A digital pen is an input device which captures the handwriting or brush strokes of a user, converts handwritten analog information created using "pen and paper" into digital data, enabling the data to be utilized in various applications. For example, the writing data can be digitized and uploaded to a computer and displayed on its monitor. The data can then be interpreted by handwriting software (OCR) to allow the digital pen to act as a text entry interface and be used in different applications or just as graphics.
A digital pen is generally larger and has more features than a stylus.

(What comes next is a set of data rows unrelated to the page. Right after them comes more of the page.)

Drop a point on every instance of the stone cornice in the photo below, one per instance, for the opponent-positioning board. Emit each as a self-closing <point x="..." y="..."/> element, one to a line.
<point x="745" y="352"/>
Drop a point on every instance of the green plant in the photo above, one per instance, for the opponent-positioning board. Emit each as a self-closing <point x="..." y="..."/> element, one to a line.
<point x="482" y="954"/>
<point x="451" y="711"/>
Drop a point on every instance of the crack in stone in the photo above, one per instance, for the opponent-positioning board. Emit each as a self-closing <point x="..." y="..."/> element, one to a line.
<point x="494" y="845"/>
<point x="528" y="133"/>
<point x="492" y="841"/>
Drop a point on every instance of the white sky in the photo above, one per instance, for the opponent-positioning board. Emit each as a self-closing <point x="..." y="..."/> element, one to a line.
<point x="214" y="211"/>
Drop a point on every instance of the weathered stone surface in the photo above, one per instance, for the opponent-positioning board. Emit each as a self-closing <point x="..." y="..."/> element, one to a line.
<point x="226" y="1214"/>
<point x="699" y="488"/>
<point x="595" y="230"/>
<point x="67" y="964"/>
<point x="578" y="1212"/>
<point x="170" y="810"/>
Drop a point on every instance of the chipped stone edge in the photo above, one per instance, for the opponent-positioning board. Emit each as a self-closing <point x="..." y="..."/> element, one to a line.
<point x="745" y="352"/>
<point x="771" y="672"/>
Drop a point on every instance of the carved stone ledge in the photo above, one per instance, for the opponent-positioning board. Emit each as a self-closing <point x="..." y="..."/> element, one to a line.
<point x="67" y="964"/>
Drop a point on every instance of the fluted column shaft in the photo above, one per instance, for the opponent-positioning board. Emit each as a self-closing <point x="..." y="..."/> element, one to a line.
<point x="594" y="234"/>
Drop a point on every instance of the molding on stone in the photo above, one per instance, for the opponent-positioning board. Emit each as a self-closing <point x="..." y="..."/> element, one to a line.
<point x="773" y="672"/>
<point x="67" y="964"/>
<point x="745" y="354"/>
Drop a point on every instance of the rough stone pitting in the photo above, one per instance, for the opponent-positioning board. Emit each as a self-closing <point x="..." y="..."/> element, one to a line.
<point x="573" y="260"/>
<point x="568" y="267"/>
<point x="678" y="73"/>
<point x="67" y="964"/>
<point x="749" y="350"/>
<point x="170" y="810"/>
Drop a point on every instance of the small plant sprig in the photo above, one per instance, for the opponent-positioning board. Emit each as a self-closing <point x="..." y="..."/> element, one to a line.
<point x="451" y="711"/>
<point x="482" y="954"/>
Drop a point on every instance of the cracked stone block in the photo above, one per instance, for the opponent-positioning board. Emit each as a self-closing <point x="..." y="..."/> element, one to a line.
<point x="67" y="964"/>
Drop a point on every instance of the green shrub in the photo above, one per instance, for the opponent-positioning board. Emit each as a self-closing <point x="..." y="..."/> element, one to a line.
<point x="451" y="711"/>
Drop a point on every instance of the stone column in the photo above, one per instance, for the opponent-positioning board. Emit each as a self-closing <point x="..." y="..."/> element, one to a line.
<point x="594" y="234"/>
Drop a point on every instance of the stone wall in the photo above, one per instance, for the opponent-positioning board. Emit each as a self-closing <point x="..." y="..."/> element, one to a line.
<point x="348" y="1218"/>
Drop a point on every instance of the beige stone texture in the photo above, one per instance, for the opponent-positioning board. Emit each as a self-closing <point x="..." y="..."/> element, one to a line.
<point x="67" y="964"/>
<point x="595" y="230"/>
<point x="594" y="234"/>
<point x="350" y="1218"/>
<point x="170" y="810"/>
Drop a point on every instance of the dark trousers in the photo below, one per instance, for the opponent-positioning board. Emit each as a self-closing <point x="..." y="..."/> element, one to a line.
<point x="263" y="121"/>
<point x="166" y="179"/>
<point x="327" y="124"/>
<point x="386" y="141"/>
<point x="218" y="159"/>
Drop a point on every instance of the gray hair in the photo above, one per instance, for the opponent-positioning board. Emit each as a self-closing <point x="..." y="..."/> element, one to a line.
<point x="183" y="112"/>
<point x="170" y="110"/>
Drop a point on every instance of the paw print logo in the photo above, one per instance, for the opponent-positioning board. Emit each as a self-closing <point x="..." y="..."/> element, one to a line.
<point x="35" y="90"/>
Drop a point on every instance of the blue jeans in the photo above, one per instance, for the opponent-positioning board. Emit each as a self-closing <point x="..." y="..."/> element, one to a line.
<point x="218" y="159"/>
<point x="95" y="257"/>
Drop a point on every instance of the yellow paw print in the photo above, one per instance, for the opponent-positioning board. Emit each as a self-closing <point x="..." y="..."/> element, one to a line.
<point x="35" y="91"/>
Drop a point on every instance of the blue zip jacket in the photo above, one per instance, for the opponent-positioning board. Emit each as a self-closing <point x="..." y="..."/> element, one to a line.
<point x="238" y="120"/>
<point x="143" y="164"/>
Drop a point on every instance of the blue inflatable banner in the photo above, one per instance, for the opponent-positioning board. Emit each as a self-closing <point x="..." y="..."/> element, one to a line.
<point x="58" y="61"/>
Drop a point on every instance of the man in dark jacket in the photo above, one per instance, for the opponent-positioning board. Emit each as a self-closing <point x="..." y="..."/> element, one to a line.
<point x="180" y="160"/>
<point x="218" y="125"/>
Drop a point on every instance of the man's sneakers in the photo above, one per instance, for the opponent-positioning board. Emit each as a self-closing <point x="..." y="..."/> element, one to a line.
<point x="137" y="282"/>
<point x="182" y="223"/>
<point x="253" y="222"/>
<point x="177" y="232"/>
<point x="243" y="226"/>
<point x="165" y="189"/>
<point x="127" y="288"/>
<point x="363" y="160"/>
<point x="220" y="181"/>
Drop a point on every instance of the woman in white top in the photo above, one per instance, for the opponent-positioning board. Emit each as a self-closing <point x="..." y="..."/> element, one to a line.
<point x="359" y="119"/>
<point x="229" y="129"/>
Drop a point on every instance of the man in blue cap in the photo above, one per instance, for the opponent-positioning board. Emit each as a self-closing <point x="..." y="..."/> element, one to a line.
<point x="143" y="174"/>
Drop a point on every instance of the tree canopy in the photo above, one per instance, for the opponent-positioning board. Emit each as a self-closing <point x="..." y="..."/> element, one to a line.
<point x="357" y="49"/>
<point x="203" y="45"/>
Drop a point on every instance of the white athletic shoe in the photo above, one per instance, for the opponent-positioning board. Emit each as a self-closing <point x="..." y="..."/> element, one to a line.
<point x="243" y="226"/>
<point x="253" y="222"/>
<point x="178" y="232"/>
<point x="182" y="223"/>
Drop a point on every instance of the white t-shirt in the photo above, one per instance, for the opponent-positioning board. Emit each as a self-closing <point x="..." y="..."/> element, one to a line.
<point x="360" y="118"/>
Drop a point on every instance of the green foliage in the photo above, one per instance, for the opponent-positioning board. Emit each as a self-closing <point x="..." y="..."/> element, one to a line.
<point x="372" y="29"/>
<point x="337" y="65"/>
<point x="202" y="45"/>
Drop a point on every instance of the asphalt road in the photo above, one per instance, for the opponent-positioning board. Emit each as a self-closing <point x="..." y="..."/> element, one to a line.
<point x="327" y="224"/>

Digital pens typically contain internal electronics and have features such as touch sensitivity, input buttons, memory, writing data transmission capabilities, and electronic erasers.
Accelerometer-based digital pens contain components that detect movement of the pen and contact with the writing surface.
Active pens, such as N-trig's DuoSense Pen™, include electronic components whose signals are picked up by a mobile device's built-in digitizer and transmitted to its controller, providing data on pen location, pressure, button presses and other functionality.
Position-based digital pens use a facility to detect the location of the tip during writing. Some models can be found on graphics tablets made popular by Wacom, and on tablet computers using Wacom's Penabled™ technology.
Camera-based pens use special digital paper to detect where the stylus contacts the writing surface, such as those using Anoto technology.
Trackball pens use a sensor that is located on the pen to detect the motion of the trackball.